Regulatory Coordinator - Oncology Clinical Research

Founded in 2007, The Oncology Institute of Hope and Innovation (TOI) is advancing oncology by delivering highly specialized, value-based cancer care in the community setting. TOI is dedicated to offering cutting edge, evidence-based cancer care to a population of more than 1.7 million patients including clinical trials, stem cell transplants, transfusions, and other care delivery models traditionally associated with the most advanced care delivery organizations. With 100+ employed clinicians and more than 700 teammates in 75+ clinic locations and growing. TOI is changing oncology for the better.

Regulatory Coordinator

This is a fantastic opportunity to join a team of quality-oriented professionals focused on Clinical Research in Cerritos, CA. This is a hybrid position, with 1 day per week WFH currently.

Responsibilities:  

• Maintains research practices using Good Clinical Practice (GCP) guidelines.  
• Maintains strict patient confidentiality according to HIPAA regulations and applicable law. Participates in required training and education programs.  
• Handle confidential material with judgement and discretion  
• E-filing and sorting from DocuSign to Trial folders on G-drive.  
• Reviews ICF completion, to verify documentation completed properly.  
• Releases ICF due to requests from Study Coordinator.  
• Prepares and releases documentation for training for New Amendments, New IB’s, Protocol Letters and or clarifications among other training document preparation.  
• Documents research staff and investigators initial participation on trial and releases documents.  
• Tracks and logs pending documents efficiently.  
• Request Certification for new research staff and Investigators.  

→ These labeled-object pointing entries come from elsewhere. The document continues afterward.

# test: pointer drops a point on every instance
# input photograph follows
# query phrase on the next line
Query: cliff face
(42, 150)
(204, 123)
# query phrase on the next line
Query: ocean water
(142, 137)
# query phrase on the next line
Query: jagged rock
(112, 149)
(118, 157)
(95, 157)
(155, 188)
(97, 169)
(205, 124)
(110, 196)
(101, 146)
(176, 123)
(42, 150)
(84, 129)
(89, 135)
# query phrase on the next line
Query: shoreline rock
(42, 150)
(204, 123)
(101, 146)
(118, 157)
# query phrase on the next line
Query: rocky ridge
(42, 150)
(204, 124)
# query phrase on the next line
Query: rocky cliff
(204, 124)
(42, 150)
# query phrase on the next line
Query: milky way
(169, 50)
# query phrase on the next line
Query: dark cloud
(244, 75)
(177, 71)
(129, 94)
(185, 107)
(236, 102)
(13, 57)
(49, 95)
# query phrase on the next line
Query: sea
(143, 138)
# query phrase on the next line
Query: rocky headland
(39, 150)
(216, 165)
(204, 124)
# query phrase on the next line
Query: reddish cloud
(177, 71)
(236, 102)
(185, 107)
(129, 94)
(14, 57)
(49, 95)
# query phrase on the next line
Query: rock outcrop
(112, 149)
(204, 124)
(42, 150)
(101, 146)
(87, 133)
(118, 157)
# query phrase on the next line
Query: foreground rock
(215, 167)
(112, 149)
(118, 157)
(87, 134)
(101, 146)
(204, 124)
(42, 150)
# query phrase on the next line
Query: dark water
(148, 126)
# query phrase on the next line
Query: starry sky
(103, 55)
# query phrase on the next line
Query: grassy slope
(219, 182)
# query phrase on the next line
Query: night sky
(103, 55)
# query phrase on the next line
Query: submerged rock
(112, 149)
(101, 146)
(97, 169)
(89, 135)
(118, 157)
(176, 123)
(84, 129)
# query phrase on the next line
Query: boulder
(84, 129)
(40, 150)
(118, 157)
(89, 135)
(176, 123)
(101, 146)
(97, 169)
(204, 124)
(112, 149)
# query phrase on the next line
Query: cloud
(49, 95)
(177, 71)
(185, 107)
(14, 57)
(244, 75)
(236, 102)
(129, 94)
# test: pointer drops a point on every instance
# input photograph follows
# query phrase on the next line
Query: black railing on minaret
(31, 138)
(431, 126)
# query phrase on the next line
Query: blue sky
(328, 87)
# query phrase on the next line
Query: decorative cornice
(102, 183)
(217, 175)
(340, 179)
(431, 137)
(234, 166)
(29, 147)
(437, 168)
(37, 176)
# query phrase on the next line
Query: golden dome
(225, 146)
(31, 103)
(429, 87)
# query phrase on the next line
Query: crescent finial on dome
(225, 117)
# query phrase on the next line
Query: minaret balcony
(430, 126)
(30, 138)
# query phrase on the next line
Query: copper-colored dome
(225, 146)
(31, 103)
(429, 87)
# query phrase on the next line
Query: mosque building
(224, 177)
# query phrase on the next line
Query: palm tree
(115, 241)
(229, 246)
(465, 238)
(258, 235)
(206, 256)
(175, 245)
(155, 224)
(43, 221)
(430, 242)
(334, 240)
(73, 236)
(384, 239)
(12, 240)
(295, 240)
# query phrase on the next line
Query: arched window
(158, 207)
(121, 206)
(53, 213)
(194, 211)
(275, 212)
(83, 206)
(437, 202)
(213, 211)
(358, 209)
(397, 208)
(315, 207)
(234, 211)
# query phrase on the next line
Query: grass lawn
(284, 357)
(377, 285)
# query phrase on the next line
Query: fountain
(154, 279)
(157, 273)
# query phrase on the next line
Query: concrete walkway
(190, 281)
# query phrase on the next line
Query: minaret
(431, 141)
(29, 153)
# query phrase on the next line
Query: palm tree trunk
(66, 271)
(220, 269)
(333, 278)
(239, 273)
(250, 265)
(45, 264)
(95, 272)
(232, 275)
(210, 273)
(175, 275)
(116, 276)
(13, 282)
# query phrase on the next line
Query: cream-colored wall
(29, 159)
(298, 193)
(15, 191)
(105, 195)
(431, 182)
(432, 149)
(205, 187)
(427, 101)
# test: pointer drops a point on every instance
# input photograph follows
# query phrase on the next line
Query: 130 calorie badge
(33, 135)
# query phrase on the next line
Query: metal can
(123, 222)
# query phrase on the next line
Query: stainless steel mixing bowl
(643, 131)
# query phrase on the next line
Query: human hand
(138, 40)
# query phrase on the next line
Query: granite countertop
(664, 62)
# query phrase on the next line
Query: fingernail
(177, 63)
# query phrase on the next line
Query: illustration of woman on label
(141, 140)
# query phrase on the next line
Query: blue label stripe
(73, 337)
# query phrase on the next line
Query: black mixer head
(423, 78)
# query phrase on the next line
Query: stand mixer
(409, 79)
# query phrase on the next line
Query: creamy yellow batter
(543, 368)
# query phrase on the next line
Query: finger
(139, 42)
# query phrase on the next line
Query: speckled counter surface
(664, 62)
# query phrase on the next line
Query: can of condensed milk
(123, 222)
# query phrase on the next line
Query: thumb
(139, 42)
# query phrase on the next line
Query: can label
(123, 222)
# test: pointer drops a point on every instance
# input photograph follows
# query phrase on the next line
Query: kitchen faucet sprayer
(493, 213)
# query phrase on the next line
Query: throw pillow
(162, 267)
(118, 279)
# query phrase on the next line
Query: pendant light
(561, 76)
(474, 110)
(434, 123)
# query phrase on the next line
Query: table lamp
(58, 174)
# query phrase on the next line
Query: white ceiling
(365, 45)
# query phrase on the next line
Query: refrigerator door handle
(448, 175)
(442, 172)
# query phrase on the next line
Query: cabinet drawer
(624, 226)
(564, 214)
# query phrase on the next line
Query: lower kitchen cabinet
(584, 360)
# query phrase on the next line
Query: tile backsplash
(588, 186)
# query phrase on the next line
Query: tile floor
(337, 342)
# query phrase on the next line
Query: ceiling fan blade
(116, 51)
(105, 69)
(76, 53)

Education and Experience: 

• Associates Degree or one or more (1+) years experience with regulatory documents.  
• Typing and computer skill/ability including word-processing, use of spreadsheets, e-mail (PC, WORD, EXCEL, POWER POINT).  

• Demonstrated experience with multi-study and multi-site clinical research activities.  
• Demonstrated knowledge and understanding of human research policies, regulations, procedures, and standards as according to HIPAA, IRB, FDA, ICH, and GCP guidelines.  
• Demonstrated knowledge of FDA and Sponsor regulatory requirements.  
• Knowledgeable of FDA and QA audit processes.